• Presseerklärung

    13.05.2005

    Afghanische Flüchtlinge in Schleswig-Holstein schauen auf Hamburger Abschiebeversuche

    Die Mehrheit der rund 800 afghanischen Flüchtlinge in Schleswig-Holstein sind bestürzt, wenn sie sehen, wie mit ihren Hamburger Landsleuten behördlicherseits umgesprungen wird. Die wilde Entschlossenheit den vollmundigen Ankündigungen des Innensenators Nagel während der Lübecker Innenministerkonferenz im November 2004 jetzt Taten folgen zu lassen, ist allein auf Grund ihrer Irrationalität sehr beängstigend.

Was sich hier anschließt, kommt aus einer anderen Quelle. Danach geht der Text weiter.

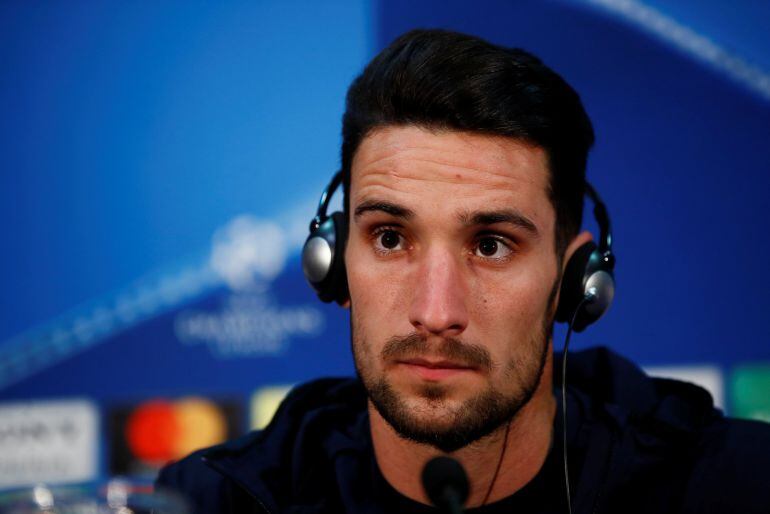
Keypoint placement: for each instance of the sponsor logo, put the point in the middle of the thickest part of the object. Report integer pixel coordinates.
(264, 402)
(248, 325)
(52, 441)
(750, 392)
(145, 436)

    An der desolaten politischen und wirtschaftlichen Situation in Afghanistan hat sich seit Jahren nichts verändert. Stattdessen geben aktuelle Aufstände in Dschalalabad, die am Freitag nach Kabul überschwappten, Anlass zu Befürchtungen hinsichtlich der Sicherheitslage. Die Machtverteilung zwischen regionalen Warlords und der Zentralregierung ist auch ein halbes Jahr nach der Präsidentschaftswahl offen. Mohnanbau und Drogenhandel dominieren weiterhin die Wirtschaft.

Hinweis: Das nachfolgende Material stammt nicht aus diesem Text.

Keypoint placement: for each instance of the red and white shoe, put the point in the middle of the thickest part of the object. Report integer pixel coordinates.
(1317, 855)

    Eine moderate Position vertritt bis dato das schleswig-holsteinische Innenministerium mit seinem Vorschlag für eine Bleiberechtsregelung für afghanische Flüchtlinge im Rahmen des gegenüber BMI und den anderen Bundesländern politisch Durchsetzbaren. Aus Sicht des Flüchtlingsrates legt die vorgeschlagene Regelung allerdings zu großes Gewicht auf die Unabhängigkeit von öffentlicher Hilfe. Viele Flüchtlinge mit unsicherem Aufenthalt werden über lange Jahre per Gesetz in die Sozialhilfebedürftigkeit gezwungen und können aufgrund des geltenden Ausländer- und Arbeitserlaubnisrechtes dem nicht entkommen.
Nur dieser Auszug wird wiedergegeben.